Indications: The Edwards eSheath introducer set is indicated for the introduction and removal of devices used with the Edwards SAPIEN 3 and the SAPIEN 3 Ultra transcatheter heart valves.

Contraindications: There are no known contraindications.

Warnings: The devices are designed, intended, and distributed for single use only. Do not resterilize or reuse the devices. There is no data to support the sterility, nonpyrogenicity, and functionality of the devices after reprocessing. The Edwards eSheath introducer set must be used with a compatible 0.035” (0.89 mm) guidewire to prevent vessel injury.

Precautions: Caution should be used in vessels that have diameters less than 5.5 mm or 6 mm as it may preclude safe placement of the 14F and 16F Edwards eSheath introducer set respectively. Use caution in tortuous or calcified vessels that would prevent safe entry of the introducer set. Do not use the Edwards eSheath introducer set if the packaging sterile barriers and any components have been opened or damaged. When inserting, manipulating or withdrawing a device through the sheath, always maintain sheath position. When puncturing, suturing or incising the tissue near the sheath, use caution to avoid damage to the sheath.

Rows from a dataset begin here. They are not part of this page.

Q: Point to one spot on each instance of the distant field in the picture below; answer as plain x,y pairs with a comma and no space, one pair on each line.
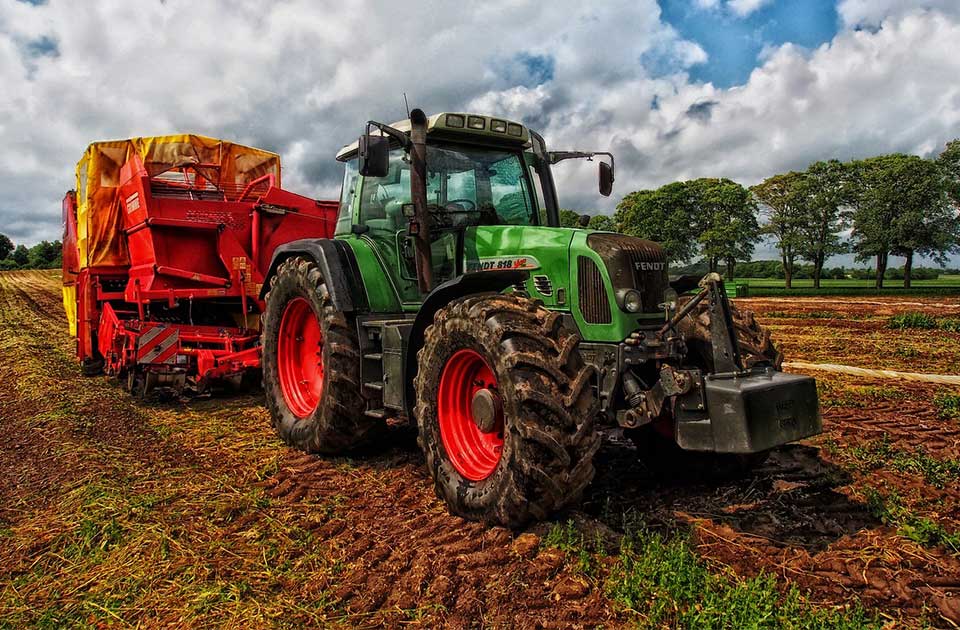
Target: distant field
759,287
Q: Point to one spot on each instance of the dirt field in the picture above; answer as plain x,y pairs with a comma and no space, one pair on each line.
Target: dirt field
124,513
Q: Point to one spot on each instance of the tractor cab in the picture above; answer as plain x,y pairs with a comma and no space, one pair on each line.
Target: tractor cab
484,181
452,299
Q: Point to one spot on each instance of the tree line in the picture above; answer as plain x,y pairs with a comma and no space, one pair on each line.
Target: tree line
43,255
890,205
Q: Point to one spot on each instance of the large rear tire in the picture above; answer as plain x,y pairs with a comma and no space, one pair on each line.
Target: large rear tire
311,364
505,410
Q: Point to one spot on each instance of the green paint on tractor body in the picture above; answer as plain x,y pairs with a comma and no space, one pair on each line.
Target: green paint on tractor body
544,252
445,208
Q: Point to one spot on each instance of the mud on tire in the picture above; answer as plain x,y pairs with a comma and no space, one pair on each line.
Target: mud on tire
337,423
756,346
548,409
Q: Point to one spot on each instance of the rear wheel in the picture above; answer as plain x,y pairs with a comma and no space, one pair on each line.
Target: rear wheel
311,364
505,410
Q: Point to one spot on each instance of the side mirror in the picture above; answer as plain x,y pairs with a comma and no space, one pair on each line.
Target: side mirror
373,155
606,179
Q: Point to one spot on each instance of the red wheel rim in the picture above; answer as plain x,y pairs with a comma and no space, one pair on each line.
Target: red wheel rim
300,357
474,453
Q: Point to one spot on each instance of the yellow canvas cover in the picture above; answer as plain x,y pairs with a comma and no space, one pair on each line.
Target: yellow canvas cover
99,222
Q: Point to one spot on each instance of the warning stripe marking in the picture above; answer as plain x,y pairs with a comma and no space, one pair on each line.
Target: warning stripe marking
942,379
158,345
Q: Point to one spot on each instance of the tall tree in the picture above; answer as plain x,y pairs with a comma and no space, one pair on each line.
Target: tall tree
6,246
874,204
603,223
44,255
725,221
826,188
926,223
665,215
785,216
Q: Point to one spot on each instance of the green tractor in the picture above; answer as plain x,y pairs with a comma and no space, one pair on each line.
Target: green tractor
451,298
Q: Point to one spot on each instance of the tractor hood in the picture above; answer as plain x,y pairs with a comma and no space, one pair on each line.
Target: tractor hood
584,272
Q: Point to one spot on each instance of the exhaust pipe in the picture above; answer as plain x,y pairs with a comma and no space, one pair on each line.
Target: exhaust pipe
419,227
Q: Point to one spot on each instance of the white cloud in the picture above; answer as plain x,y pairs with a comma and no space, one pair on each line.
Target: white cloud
301,79
870,13
744,8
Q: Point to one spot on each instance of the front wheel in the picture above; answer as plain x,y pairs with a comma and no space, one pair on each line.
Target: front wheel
505,410
311,364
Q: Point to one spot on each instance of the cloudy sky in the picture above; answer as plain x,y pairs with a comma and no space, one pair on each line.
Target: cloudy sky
676,88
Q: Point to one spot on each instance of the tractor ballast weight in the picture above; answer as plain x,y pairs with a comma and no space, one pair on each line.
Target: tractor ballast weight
451,299
166,243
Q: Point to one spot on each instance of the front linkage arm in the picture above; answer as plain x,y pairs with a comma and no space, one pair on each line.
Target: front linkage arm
723,336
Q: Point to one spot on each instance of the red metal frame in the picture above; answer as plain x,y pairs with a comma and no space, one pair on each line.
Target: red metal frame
187,242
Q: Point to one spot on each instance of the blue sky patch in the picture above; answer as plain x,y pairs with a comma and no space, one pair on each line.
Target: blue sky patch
539,68
43,47
734,43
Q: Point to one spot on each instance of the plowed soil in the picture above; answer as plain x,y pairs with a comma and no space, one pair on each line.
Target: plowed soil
121,512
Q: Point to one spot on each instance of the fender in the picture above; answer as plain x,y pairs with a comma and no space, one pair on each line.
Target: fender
337,263
461,286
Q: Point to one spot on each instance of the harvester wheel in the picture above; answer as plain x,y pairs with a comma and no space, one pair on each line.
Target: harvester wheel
505,410
756,346
92,366
311,364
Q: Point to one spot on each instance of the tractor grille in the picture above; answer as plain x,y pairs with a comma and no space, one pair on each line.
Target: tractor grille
543,285
594,304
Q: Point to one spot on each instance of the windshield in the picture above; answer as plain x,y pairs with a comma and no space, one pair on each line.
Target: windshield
465,186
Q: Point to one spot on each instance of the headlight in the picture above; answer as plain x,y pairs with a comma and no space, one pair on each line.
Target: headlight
631,301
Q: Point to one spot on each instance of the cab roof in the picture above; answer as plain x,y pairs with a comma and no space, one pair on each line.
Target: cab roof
459,123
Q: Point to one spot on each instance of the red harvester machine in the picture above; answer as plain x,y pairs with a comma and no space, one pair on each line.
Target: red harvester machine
166,241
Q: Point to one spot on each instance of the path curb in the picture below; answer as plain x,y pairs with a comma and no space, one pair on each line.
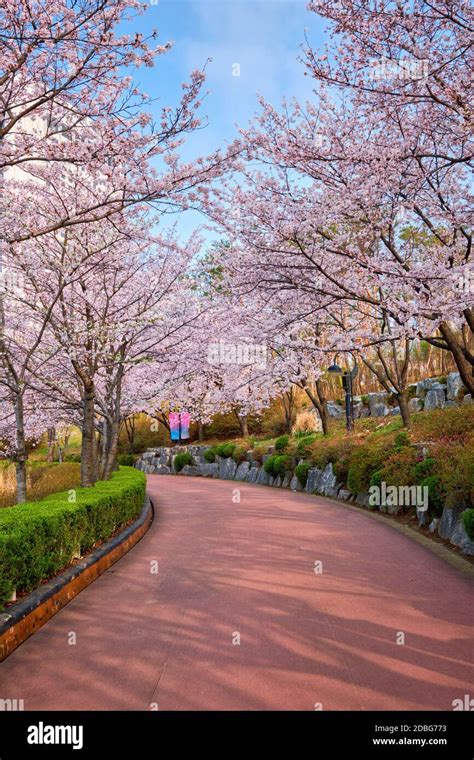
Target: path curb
21,620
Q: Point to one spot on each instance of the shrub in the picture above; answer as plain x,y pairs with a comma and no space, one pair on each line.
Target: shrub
436,494
278,464
37,539
305,442
181,460
301,472
401,439
399,468
225,450
424,468
72,458
127,460
210,455
239,454
376,479
363,462
468,522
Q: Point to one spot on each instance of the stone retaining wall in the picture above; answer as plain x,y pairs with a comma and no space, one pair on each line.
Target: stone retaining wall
160,461
425,395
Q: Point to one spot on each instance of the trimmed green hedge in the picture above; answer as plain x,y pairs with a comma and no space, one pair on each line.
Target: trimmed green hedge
37,539
181,460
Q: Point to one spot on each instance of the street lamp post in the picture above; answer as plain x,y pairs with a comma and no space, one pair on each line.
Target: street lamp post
347,383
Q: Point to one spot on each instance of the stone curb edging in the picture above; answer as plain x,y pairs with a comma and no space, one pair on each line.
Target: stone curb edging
28,615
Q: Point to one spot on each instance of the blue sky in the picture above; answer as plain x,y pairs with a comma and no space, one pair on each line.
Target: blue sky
262,36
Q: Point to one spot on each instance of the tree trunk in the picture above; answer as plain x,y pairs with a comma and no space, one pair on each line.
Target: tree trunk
200,431
51,444
465,368
244,425
21,454
319,402
111,461
88,438
402,399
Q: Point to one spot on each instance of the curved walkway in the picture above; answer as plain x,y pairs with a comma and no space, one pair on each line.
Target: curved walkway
230,570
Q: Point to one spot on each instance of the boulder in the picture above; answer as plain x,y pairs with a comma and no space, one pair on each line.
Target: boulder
227,468
433,525
313,480
189,469
380,410
434,399
449,518
454,386
422,515
362,499
162,469
460,538
263,478
415,404
334,410
295,484
328,481
209,469
242,471
344,495
252,475
375,399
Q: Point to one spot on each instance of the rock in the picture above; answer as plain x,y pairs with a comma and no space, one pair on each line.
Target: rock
448,521
344,495
313,480
328,480
332,492
433,525
295,484
422,387
209,469
252,475
242,470
434,399
380,410
460,538
415,404
362,499
189,469
375,399
227,468
263,478
162,469
422,515
334,410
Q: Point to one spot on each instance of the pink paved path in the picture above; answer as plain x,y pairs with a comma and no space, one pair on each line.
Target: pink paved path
305,638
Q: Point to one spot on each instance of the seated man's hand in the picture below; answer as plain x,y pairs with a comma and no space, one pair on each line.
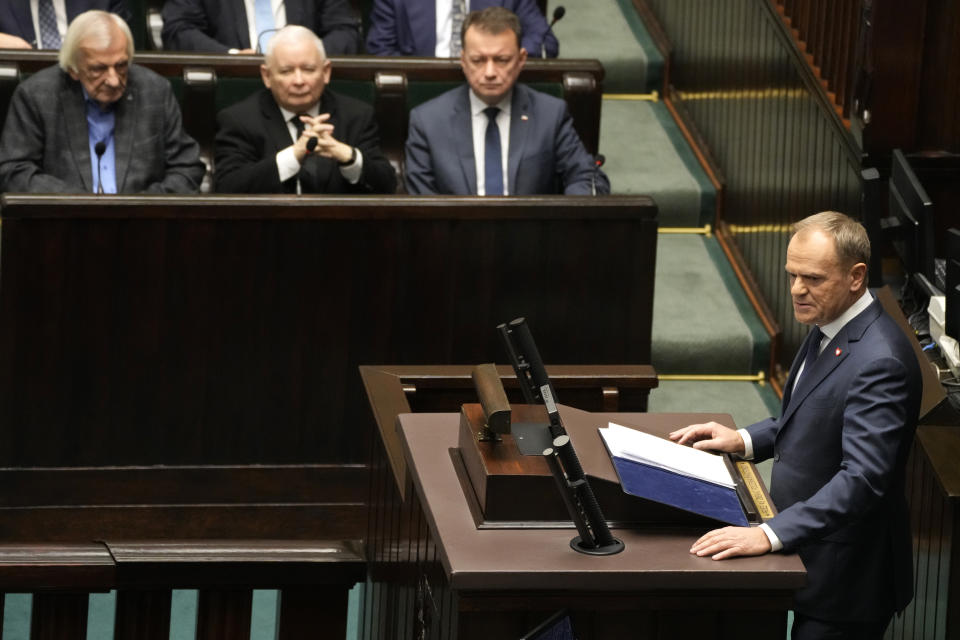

Potential Adverse Events: Complications associated with standard catheterization and use of angiography include, but are not limited to, injury including perforation or dissection of vessels, thrombosis and/or plaque dislodgement which may result in emboli formation, distal vessel obstruction, hemorrhage, infection, and/or death.

Edwards Crimper

Indications: The Edwards crimper is indicated for use in preparing the Edwards SAPIEN 3 Ultra transcatheter heart valve and the Edwards SAPIEN 3 transcatheter heart valve for implantation.

Contraindications: There are no known contraindications.

Warnings: The devices are designed, intended, and distributed for single use only. Do not resterilize or reuse the devices. There are no data to support the sterility, nonpyrogenicity, and functionality of the devices after reprocessing.

Precautions: For special considerations associated with the use of the Edwards crimper prior to THV implantation, refer to the THV Instructions for Use.

Potential Adverse Events: There are no known potential adverse events associated with the Edwards crimper.

CAUTION: Federal (United States) law restricts these devices to sale by or on the order of a physician.